From Chatham Bay, the two boats motor-sailed upwind an hour or so to get to the two little islands of Petite Martinique and Petite St. Vincent.  Although barely a half mile apart, one belongs to St. Vincent, and one belongs to Grenada.  In between is a beautiful sand bar that holds anchors like it is in love.  We are in love with the views and colours, and have been there often.  However, the spring "new moon" brought outrageous currents through the anchorage such that one would fear swimming, and choppy waves that had Cat Tales dancing day and night.  We hiked Petite Martinique the next day, and had a lovely lunch at a place called Melody's (fantastic conch roties); then we abandoned the anchorage for a downwind run back to Frigate Island at Union Island.  After two days of hiking and visiting Clifton, we checked out and sailed here to Tyrell Bay. 
Getting to the end of our hot and hilly hike on Petit Martinique...cold beers are almost in sight!
The water in the anchorage was so beautiful, it was difficult to leave!
Anchored at Frigate Rock in Union Island.  Laurie, Dawn & Eric checking out one of the last pieces of pavement we have hiked.  All uphill to get to the end of the road, of course!
Laurie and Eric walking the concrete road downhill back towards the anchorage.  This is a section that we didn't share with goats or cows!

We have time to kill, high winds coming, and a low wind opportunity to visit and snorkel at Sandy Island on the north side.  Laurie wants to buy some raw conch and try to learn how to cook it - I, of course, encourage that!  We probably will not leave here to go to St. Georges for a week. 
We see these spots from time to time on Union Island, where people set up a sunshade and make aggregate for concrete by hand!

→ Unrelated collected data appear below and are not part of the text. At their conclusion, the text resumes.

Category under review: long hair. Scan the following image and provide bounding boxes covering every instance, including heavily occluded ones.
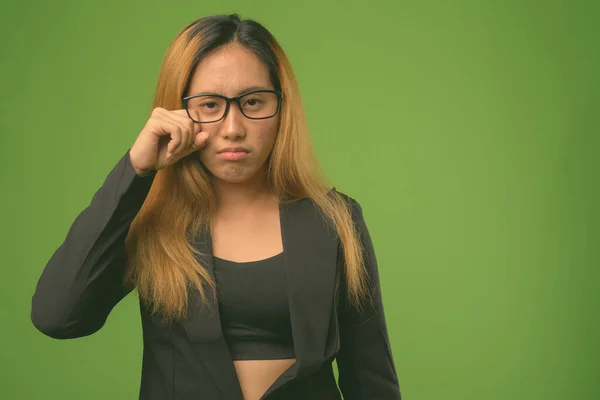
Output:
[123,14,369,323]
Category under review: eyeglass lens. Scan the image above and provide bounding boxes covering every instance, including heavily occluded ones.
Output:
[186,91,279,122]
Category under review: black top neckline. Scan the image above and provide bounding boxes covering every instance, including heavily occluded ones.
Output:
[213,251,284,266]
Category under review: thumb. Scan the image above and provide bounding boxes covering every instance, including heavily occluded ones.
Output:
[192,131,209,149]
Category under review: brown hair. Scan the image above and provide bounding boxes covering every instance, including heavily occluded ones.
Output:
[124,14,368,323]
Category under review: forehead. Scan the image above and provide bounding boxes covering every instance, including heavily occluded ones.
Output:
[188,44,273,96]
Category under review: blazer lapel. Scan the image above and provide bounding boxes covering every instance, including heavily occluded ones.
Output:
[261,195,340,398]
[181,226,245,399]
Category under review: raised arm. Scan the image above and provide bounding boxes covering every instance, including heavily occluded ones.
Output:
[31,108,209,339]
[30,150,154,339]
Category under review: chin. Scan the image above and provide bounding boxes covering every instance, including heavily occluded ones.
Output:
[210,164,259,184]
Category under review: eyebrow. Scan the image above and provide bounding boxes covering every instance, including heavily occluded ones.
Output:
[192,86,272,97]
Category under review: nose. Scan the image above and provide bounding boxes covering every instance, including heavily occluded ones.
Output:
[219,101,246,141]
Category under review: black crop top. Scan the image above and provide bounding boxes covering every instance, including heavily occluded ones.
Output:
[213,252,296,360]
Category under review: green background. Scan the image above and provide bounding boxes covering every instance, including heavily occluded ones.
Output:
[1,0,598,399]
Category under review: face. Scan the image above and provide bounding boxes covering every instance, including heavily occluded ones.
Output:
[186,44,280,185]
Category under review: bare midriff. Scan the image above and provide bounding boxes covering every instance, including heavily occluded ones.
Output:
[233,358,296,400]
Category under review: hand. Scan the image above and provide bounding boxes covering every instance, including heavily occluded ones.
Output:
[129,107,209,176]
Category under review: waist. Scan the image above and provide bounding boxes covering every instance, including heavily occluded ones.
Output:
[226,337,296,360]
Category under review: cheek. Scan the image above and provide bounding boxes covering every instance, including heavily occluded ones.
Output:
[196,131,218,162]
[256,131,277,150]
[255,123,279,152]
[198,148,218,170]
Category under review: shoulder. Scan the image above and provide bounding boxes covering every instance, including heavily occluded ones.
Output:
[329,187,363,218]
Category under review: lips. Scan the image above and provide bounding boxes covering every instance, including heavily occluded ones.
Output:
[215,146,250,161]
[217,147,249,154]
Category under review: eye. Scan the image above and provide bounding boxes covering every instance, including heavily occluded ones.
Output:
[245,98,261,106]
[201,101,219,109]
[243,98,263,108]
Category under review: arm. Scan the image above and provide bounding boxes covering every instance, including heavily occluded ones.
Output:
[336,198,401,399]
[31,150,155,339]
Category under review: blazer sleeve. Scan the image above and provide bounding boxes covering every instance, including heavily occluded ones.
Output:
[31,149,155,339]
[336,198,402,399]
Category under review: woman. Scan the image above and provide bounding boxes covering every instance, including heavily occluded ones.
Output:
[31,14,401,400]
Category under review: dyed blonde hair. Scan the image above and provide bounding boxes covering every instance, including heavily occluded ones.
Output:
[124,14,368,322]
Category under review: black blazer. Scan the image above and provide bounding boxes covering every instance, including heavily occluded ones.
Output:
[31,149,401,400]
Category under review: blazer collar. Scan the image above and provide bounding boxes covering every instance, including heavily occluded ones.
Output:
[181,192,340,399]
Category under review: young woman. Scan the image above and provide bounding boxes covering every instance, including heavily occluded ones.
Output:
[31,13,401,400]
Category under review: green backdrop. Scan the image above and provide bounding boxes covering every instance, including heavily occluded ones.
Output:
[1,0,598,399]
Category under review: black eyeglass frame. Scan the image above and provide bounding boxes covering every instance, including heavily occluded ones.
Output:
[181,89,284,123]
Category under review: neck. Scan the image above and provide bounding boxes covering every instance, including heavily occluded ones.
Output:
[213,169,275,211]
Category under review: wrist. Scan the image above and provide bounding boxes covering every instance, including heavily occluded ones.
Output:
[135,167,156,177]
[128,150,155,177]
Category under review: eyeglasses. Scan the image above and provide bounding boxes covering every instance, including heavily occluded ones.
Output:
[181,89,283,123]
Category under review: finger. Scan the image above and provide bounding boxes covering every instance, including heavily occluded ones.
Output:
[156,109,203,157]
[171,108,188,117]
[167,108,204,143]
[165,122,183,159]
[179,131,208,160]
[170,109,203,135]
[193,131,209,149]
[168,111,203,139]
[160,113,192,155]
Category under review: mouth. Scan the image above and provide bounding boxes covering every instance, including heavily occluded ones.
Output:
[217,147,250,161]
[217,147,250,154]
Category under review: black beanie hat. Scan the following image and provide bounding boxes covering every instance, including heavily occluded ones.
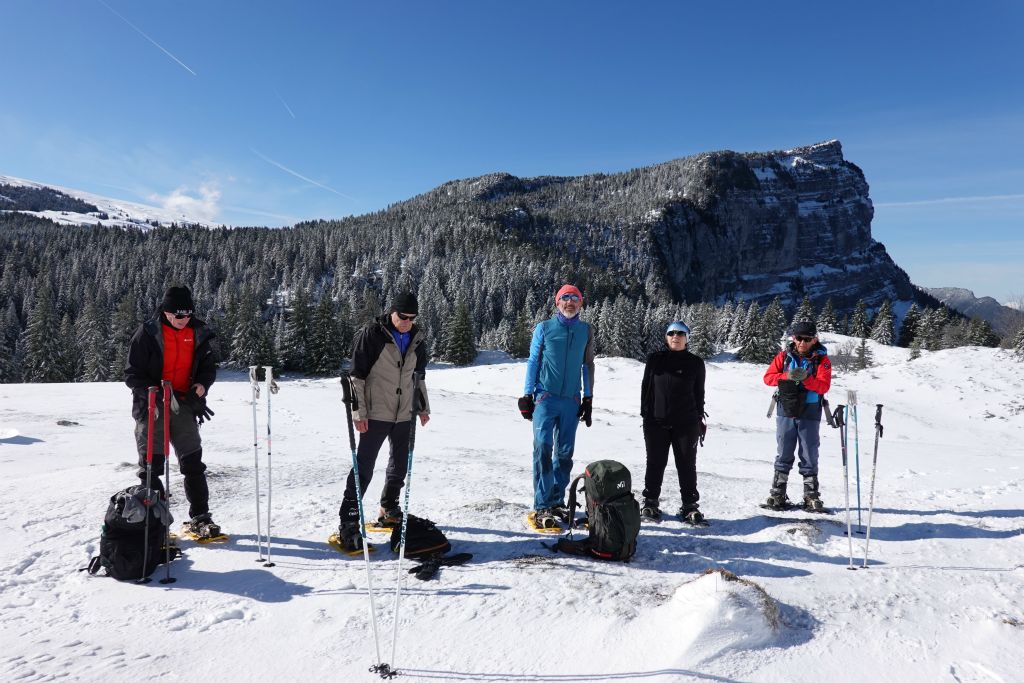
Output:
[390,291,418,315]
[161,286,195,315]
[790,320,817,337]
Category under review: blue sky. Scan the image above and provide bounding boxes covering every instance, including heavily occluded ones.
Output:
[2,1,1022,303]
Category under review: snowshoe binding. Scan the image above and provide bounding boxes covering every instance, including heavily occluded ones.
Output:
[681,507,709,527]
[641,502,662,522]
[551,504,572,524]
[367,506,403,532]
[526,509,562,534]
[328,521,372,556]
[181,514,228,543]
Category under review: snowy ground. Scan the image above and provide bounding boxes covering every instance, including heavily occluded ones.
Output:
[1,335,1022,682]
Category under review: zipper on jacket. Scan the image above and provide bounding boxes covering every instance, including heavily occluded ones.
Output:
[561,325,573,397]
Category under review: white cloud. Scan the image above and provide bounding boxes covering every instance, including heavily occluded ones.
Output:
[150,182,221,222]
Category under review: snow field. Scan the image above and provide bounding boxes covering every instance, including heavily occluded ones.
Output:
[1,337,1022,681]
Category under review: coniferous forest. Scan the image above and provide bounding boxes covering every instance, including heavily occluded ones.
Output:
[0,203,1006,385]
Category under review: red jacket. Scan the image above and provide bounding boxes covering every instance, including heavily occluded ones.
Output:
[161,323,196,393]
[763,343,832,398]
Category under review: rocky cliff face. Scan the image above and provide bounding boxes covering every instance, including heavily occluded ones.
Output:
[419,140,917,310]
[643,140,915,308]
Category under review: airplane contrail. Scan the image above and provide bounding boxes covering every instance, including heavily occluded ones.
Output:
[224,204,300,224]
[98,0,197,76]
[251,148,355,201]
[876,193,1024,208]
[274,90,297,119]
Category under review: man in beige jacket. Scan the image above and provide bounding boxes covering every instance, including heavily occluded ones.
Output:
[337,291,430,551]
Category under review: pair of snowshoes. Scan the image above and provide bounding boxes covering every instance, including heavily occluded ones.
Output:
[641,501,708,527]
[763,472,829,513]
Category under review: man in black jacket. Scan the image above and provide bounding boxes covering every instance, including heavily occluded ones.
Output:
[124,285,221,539]
[337,291,431,551]
[639,321,706,524]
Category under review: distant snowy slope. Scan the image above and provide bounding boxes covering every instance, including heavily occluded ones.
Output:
[0,338,1022,681]
[0,174,223,229]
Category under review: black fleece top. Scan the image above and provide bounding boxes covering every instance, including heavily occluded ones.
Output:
[640,349,705,427]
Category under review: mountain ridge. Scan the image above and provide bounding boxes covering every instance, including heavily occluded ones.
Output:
[922,287,1024,337]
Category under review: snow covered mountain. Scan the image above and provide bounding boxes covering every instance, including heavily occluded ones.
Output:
[0,174,223,229]
[1,337,1022,681]
[923,286,1024,337]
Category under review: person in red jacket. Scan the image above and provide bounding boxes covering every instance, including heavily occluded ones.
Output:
[762,320,832,511]
[125,285,220,538]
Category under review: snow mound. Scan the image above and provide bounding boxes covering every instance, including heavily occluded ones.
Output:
[618,569,780,668]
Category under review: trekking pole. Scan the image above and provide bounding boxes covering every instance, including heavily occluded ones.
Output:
[833,405,856,570]
[263,367,278,568]
[766,391,777,418]
[341,371,385,673]
[388,372,422,678]
[138,387,158,584]
[249,366,265,563]
[848,390,863,533]
[159,382,177,585]
[862,405,885,568]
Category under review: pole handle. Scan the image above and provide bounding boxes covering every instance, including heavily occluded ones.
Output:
[875,404,884,437]
[832,404,845,428]
[340,371,359,451]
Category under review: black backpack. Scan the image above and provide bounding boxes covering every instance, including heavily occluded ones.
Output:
[557,460,641,561]
[390,514,451,558]
[87,486,174,581]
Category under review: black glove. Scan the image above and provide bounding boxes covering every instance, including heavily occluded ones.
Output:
[518,395,534,421]
[699,418,707,447]
[787,367,809,382]
[578,396,593,427]
[182,389,215,425]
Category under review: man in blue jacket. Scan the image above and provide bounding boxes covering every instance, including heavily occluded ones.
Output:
[518,284,596,529]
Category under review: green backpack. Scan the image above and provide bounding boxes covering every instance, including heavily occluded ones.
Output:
[559,460,640,561]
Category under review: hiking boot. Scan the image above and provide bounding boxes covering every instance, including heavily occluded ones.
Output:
[338,521,363,551]
[641,501,662,521]
[377,506,403,526]
[803,475,825,511]
[534,508,558,529]
[766,470,790,508]
[185,513,221,539]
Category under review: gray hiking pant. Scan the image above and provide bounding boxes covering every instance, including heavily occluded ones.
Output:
[134,400,208,518]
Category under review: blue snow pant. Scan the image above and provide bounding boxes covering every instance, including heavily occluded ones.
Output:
[531,393,580,510]
[774,402,823,477]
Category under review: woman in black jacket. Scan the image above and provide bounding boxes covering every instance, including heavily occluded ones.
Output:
[640,321,706,524]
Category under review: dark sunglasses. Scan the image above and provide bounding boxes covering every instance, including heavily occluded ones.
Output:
[666,330,687,337]
[559,294,581,302]
[396,312,417,321]
[171,311,193,320]
[794,335,815,343]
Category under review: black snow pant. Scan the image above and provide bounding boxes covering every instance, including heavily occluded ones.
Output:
[134,400,209,519]
[339,419,412,522]
[641,419,701,511]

(Laurie)  I am still attempting to free up the corroded windlass to allow the removal of the gypsie.  Every day, I spray with PB Blaster, tap it with a hammer, then install the manual handle and beat it with a rubber hammer.  What should have taken a week has stretched on to a month - but who would argue that my stubbornness might not prevail.  I may try a torch on it, but that will wait another month for the boatyard, when I can have a water hose by my side.

I have been attempting to equalize the new batteries.  My only tool is the solar panels and the Blue Sky regulator.  The 2005 solar panels used to give me 16 amperes, but now they provide only 12.  I was able to bring them to a boil by separating them, and now I can get them to bubble as a group - but it happens at 14.5 volts, which is rather low.   Oh well, they are never below 12.5 volts when in use, except for minutes.

All other systems are working dandy!